From 97cdb3b9cd644e889cb54b8874daa176081b5b51 Mon Sep 17 00:00:00 2001
From: Joshua Potter <jrpotter2112@gmail.com>
Date: Mon, 27 Nov 2023 14:13:56 -0700
Subject: [PATCH] Add User-Agent to requests.

---
 main.py | 33 +++++++++++++++++++++++----------
 1 file changed, 23 insertions(+), 10 deletions(-)

diff --git a/main.py b/main.py
index 7be0185..18d50dd 100644
--- a/main.py
+++ b/main.py
@@ -13,14 +13,27 @@ DATA_COACH_DIR = "data/coach/{member_name}"
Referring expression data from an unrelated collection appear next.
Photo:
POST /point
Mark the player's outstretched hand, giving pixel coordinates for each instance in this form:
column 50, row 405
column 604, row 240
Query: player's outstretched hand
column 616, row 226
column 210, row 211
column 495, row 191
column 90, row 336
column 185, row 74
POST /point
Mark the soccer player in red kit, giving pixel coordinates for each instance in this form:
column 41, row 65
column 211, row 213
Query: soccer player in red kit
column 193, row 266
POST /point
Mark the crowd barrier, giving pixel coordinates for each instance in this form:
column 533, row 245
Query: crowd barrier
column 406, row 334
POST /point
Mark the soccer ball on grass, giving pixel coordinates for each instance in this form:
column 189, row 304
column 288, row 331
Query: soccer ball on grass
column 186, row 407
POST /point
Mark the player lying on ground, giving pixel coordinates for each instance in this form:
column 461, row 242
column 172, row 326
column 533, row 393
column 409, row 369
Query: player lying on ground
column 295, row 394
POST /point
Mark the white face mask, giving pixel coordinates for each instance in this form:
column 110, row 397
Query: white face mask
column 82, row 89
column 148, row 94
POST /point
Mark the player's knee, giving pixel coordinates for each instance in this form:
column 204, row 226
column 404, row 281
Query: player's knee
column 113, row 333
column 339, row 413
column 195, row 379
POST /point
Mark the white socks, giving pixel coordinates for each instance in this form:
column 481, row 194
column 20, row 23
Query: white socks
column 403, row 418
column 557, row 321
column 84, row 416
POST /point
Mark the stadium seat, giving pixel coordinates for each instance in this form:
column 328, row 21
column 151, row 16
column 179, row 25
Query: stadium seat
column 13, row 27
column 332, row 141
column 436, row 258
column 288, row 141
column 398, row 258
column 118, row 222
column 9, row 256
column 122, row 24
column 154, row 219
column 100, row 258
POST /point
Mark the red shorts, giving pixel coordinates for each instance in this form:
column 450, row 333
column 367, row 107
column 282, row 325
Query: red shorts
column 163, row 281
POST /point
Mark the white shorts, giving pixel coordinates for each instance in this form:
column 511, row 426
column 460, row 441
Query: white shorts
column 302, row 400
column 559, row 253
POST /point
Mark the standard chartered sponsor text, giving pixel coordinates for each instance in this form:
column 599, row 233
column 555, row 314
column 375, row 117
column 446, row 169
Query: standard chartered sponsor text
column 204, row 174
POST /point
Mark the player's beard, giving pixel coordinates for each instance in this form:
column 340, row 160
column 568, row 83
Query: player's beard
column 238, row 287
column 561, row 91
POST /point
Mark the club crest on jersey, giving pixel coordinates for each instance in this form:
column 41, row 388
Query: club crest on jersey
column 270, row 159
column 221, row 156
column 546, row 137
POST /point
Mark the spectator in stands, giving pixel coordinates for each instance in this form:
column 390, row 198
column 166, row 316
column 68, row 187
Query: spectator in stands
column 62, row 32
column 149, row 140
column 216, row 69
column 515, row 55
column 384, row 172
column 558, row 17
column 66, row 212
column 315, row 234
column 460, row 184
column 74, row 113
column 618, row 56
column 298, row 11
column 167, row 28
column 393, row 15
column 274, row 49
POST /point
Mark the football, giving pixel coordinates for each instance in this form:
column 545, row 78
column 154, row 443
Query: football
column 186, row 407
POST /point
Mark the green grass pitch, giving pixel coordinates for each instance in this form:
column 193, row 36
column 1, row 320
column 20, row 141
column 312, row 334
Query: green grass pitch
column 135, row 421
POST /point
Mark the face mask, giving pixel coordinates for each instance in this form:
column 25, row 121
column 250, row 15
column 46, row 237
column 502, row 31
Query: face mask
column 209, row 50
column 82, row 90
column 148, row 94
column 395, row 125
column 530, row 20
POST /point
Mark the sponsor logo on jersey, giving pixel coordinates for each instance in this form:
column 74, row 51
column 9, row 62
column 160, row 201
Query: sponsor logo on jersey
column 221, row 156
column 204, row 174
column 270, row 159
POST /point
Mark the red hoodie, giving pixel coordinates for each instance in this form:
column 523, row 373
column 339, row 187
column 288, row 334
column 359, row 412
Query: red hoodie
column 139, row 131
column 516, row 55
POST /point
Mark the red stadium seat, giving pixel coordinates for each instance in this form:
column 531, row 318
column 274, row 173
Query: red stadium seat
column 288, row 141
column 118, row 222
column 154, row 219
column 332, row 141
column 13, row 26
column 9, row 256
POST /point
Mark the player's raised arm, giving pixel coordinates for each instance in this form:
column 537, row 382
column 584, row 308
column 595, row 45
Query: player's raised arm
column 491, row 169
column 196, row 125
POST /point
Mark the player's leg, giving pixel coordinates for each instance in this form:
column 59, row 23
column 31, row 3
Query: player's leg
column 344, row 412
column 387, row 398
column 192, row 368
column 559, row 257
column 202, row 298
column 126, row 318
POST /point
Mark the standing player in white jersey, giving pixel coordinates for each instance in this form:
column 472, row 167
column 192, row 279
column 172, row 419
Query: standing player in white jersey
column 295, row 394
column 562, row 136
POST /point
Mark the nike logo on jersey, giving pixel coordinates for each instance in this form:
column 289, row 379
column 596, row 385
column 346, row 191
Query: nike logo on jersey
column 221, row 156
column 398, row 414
 DATA_COACH_FILE = "data/coach/{member_name}/{filename}"
 
 
+async def chesscom_requeset(url):
+    async with aiohttp.ClientSession() as session:
+        async with session.get(url) as response:
+            if response.status != 200:
+                print(f"Encountered {response.status} when retrieving {url}.")
+                return response.text()
+    pass
+
+
 async def scrape_coach_links(page_no):
     """Scrape a single coach page listing."""
     links = []
-    href = f"https://www.chess.com/coaches?sortBy=alphabetical&page={page_no}"
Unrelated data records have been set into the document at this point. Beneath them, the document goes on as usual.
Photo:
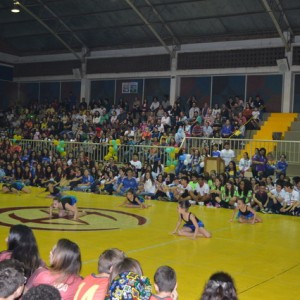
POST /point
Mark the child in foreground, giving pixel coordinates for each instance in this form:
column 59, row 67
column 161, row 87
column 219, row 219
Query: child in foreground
column 244, row 213
column 193, row 227
column 165, row 284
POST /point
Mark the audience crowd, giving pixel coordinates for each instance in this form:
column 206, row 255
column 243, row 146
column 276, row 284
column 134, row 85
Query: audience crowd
column 181, row 179
column 117, row 276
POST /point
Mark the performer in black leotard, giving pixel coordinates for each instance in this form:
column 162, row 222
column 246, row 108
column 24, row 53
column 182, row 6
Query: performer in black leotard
column 193, row 227
column 66, row 204
column 132, row 200
column 244, row 213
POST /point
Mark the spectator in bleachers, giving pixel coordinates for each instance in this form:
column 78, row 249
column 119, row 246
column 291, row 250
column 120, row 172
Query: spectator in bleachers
column 226, row 130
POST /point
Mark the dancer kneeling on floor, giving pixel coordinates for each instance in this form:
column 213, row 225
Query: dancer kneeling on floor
column 193, row 227
column 66, row 205
column 244, row 213
column 132, row 200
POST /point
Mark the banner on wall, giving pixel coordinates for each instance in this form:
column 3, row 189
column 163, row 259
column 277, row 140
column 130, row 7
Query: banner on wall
column 129, row 88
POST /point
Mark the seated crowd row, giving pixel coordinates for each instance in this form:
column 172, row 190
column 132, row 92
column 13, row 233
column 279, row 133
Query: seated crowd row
column 101, row 122
column 150, row 181
column 118, row 276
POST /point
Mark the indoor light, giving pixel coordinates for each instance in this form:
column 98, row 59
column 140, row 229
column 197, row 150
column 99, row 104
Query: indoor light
column 15, row 9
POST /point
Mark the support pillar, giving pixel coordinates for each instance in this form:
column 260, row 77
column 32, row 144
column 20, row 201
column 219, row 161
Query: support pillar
column 174, row 84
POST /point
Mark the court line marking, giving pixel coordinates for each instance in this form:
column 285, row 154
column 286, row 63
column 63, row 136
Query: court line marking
column 156, row 245
column 269, row 279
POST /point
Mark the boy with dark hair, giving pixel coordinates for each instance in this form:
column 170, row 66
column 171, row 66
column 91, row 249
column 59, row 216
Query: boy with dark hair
column 12, row 279
column 42, row 291
column 95, row 286
column 165, row 284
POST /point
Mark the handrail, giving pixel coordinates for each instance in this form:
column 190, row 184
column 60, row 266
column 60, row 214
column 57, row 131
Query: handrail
column 97, row 151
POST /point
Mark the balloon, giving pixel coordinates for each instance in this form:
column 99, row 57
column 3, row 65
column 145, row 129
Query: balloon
column 172, row 155
column 60, row 149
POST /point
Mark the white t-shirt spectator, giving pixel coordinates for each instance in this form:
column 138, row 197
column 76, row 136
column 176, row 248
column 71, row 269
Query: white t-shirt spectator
column 244, row 164
column 202, row 190
column 290, row 198
column 137, row 164
column 227, row 156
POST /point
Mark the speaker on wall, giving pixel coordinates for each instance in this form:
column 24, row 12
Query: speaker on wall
column 77, row 73
column 283, row 65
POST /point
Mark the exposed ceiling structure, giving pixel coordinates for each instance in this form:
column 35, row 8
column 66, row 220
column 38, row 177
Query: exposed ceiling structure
column 57, row 26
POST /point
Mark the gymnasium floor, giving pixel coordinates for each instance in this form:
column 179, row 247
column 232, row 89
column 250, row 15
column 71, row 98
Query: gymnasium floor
column 264, row 259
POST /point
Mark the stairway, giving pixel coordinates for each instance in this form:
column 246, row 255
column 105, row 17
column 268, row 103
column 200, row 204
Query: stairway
column 276, row 122
column 291, row 148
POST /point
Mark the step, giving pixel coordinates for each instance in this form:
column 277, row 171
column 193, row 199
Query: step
column 295, row 126
column 292, row 135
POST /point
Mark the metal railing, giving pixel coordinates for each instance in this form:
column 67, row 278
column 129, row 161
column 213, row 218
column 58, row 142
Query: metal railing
column 277, row 147
column 97, row 152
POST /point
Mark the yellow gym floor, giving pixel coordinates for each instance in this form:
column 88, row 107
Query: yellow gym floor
column 263, row 258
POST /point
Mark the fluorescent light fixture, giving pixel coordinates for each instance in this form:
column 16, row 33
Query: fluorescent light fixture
column 15, row 9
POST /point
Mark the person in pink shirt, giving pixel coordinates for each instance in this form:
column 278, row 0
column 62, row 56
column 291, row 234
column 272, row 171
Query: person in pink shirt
column 63, row 273
column 22, row 246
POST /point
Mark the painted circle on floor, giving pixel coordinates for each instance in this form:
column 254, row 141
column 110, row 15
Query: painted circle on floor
column 37, row 217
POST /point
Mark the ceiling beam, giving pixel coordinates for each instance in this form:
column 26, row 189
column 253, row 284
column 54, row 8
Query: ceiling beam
column 166, row 26
column 272, row 7
column 50, row 30
column 149, row 25
column 67, row 28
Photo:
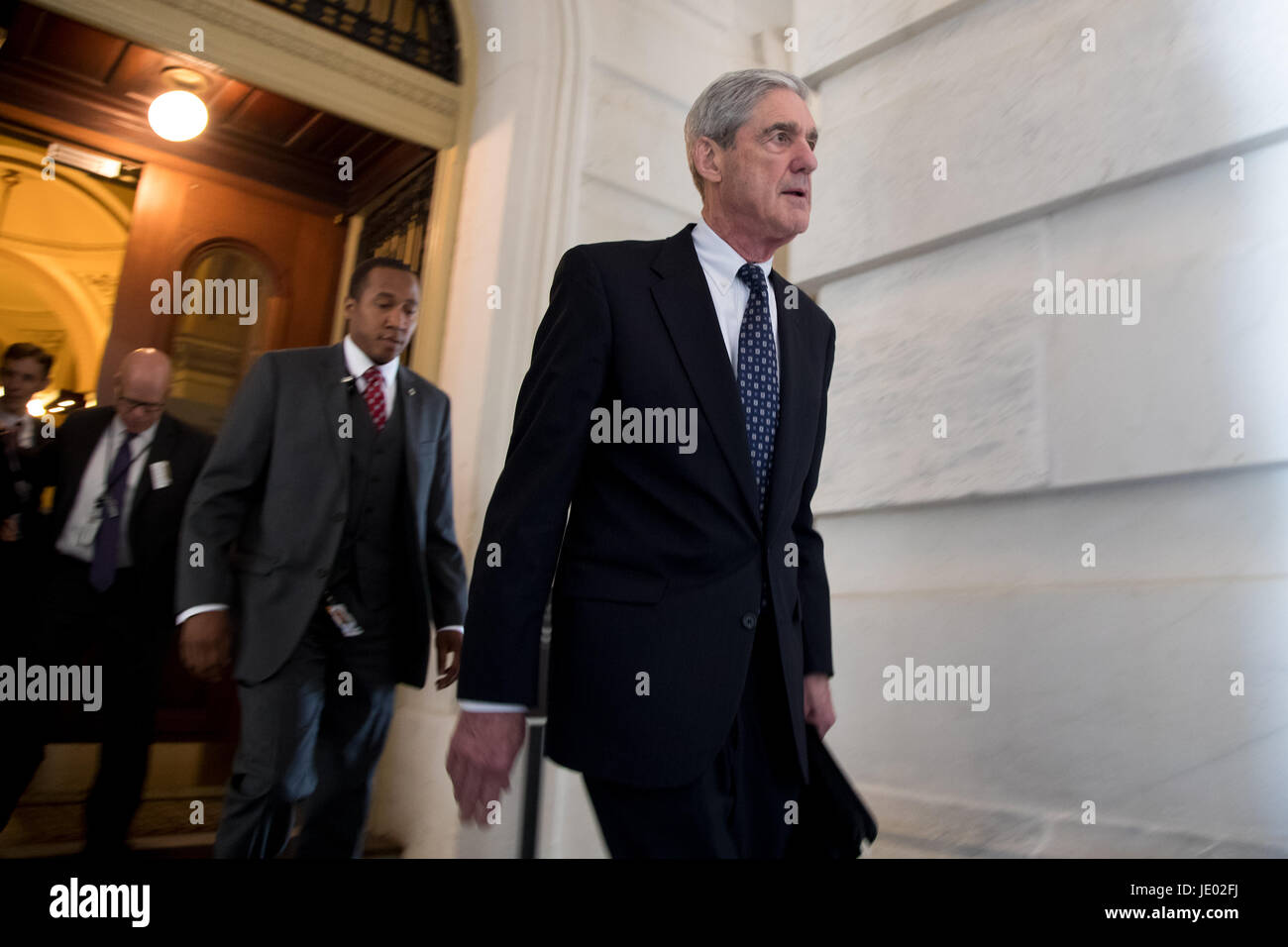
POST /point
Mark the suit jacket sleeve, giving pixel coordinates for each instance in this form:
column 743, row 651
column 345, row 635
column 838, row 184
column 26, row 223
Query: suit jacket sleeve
column 230, row 482
column 445, row 566
column 811, row 578
column 526, row 518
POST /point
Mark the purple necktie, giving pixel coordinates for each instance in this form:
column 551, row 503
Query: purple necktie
column 107, row 540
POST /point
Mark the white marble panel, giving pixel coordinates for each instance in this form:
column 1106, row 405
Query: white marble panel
column 1025, row 119
column 1211, row 525
column 626, row 123
column 949, row 333
column 1117, row 694
column 1157, row 397
column 836, row 30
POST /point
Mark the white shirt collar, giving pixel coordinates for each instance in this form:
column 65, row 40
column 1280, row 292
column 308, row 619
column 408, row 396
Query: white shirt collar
column 116, row 429
column 359, row 363
column 720, row 260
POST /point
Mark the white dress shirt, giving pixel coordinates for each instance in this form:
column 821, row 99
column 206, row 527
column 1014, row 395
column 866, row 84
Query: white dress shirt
column 357, row 363
column 24, row 423
column 81, row 526
column 720, row 264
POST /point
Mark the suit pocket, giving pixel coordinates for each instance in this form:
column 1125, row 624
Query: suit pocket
column 595, row 579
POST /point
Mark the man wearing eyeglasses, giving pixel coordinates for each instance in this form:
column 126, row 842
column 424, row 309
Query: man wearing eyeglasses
column 121, row 476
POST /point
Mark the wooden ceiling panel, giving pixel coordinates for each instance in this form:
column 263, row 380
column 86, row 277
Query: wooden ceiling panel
column 84, row 76
column 76, row 50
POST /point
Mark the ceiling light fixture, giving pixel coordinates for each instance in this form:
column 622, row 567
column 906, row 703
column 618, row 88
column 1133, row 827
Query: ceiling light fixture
column 179, row 115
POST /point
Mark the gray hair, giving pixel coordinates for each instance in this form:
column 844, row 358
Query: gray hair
column 726, row 105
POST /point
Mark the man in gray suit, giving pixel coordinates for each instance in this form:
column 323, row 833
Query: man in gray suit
column 321, row 528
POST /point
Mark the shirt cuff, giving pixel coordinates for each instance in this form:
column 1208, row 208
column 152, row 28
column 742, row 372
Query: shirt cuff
column 489, row 707
column 198, row 609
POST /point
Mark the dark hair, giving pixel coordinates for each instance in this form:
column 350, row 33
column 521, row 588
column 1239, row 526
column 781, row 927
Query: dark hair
column 359, row 281
column 25, row 350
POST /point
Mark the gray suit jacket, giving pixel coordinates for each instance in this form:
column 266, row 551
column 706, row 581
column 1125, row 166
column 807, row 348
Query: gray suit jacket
column 269, row 505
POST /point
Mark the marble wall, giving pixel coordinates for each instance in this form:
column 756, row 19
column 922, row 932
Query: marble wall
column 1112, row 682
column 1109, row 684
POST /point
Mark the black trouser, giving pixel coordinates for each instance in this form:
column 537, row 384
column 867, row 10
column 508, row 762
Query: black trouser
column 116, row 631
column 22, row 724
column 741, row 804
column 301, row 737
-    async with aiohttp.ClientSession() as session:
-        async with session.get(href) as response:
+    url = f"https://www.chess.com/coaches?sortBy=alphabetical&page={page_no}"
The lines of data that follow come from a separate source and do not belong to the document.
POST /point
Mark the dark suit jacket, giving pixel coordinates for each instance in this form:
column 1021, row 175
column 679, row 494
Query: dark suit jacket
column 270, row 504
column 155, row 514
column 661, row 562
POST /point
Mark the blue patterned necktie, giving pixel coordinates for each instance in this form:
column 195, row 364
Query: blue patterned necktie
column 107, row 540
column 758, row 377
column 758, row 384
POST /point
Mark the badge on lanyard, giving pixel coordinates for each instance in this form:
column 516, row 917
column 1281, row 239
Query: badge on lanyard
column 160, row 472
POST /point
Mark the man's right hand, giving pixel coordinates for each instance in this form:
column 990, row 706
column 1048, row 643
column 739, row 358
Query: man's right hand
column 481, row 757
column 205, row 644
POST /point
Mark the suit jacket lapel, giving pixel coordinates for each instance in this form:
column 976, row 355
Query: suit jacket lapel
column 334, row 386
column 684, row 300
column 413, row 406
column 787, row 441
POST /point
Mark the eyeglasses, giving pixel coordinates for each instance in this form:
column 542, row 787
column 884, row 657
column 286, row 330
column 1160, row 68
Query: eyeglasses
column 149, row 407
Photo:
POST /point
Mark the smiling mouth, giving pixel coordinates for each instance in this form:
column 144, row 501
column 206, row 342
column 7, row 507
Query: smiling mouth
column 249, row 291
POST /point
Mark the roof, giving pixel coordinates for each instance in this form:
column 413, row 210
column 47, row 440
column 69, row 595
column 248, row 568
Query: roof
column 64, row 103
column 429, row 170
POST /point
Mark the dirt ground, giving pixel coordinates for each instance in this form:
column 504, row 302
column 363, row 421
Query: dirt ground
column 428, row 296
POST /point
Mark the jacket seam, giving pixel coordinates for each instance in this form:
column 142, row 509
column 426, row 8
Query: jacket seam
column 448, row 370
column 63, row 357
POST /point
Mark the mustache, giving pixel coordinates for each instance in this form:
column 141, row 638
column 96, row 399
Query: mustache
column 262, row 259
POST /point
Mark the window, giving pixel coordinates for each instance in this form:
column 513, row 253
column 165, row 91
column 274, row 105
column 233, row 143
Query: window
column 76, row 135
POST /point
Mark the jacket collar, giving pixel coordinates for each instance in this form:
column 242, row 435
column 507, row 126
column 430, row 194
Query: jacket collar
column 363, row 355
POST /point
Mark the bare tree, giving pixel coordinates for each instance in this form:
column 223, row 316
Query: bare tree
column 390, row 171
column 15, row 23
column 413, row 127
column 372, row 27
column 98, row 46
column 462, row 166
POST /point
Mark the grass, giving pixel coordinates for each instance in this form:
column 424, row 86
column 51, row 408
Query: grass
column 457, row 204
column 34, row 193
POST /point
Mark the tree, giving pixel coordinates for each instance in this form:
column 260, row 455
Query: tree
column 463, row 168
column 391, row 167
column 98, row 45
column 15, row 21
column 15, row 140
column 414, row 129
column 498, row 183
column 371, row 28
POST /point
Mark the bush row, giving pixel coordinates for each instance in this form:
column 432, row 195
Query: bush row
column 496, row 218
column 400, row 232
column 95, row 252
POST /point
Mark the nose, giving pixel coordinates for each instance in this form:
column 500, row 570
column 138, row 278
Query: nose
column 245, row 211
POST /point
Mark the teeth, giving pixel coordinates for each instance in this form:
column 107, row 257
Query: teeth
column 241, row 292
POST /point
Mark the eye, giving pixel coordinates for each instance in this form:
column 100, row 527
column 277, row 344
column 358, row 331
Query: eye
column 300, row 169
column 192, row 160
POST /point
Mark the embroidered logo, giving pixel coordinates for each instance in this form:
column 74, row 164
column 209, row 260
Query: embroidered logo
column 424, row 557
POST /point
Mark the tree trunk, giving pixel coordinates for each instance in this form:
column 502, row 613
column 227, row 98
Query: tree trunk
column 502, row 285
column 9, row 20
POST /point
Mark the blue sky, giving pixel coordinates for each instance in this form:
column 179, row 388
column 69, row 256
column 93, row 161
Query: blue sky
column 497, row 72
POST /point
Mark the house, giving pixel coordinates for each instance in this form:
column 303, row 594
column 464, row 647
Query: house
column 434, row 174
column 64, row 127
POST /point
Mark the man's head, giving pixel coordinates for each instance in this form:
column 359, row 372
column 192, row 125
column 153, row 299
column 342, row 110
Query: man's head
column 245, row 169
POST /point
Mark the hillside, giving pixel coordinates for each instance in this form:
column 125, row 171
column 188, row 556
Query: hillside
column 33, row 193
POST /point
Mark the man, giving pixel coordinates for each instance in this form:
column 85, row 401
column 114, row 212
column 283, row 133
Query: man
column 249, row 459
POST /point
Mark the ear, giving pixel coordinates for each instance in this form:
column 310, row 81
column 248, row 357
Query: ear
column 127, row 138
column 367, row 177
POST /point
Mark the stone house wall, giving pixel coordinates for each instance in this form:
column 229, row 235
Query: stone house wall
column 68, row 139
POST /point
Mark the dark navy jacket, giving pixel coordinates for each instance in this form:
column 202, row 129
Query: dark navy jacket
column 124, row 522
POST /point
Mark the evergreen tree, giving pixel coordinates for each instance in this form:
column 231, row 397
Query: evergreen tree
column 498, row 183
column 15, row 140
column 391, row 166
+    async with aiohttp.ClientSession(
+        headers={
+            "User-Agent": "BoardWise (https://github.com/BoardWiseGG/chesscom-scraper)",
+        }
+    ) as session:
+        async with session.get(url) as response:
             if response.status != 200:
-                print(f"Encountered {response.status} when retrieving {href}.")
+                print(f"Encountered {response.status} when retrieving {url}.")
                 return
             html = await response.text()
             soup = BeautifulSoup(html, "html.parser")
@@ -51,7 +64,7 @@ async def scrape_all_coach_links(max_pages=64):
     return links
 
 
-async def download_member_info(member_name, filename, href):
+async def download_member_info(member_name, filename, url):
     """Download member-specific content.
 
     @return: True if we downloaded content. False if the download already
@@ -61,9 +74,9 @@ async def download_member_info(member_name, filename, href):
     if os.path.isfile(filepath):
         return False
     async with aiohttp.ClientSession() as session:
-        async with session.get(href) as response:
+        async with session.get(url) as response:
             if response.status != 200:
-                print(f"Encountered {response.status} when retrieving {href}")
+                print(f"Encountered {response.status} when retrieving {url}")
                 return
             with open(filepath, "w") as f:
                 f.write(await response.text())
@@ -72,14 +85,14 @@ async def download_member_info(member_name, filename, href):
 
 async def main():
     links = await scrape_all_coach_links()
-    for href in [link.strip() for link in links]:
-        member_name = href[len("https://www.chess.com/member/") :]
+    for url in [link.strip() for link in links]:
+        member_name = url[len("https://www.chess.com/member/") :]
         os.makedirs(DATA_COACH_DIR.format(member_name=member_name), exist_ok=True)
         downloaded = await asyncio.gather(
             download_member_info(
                 member_name,
                 f"{member_name}.html",
-                href,
+                url,
             ),
             download_member_info(
                 member_name,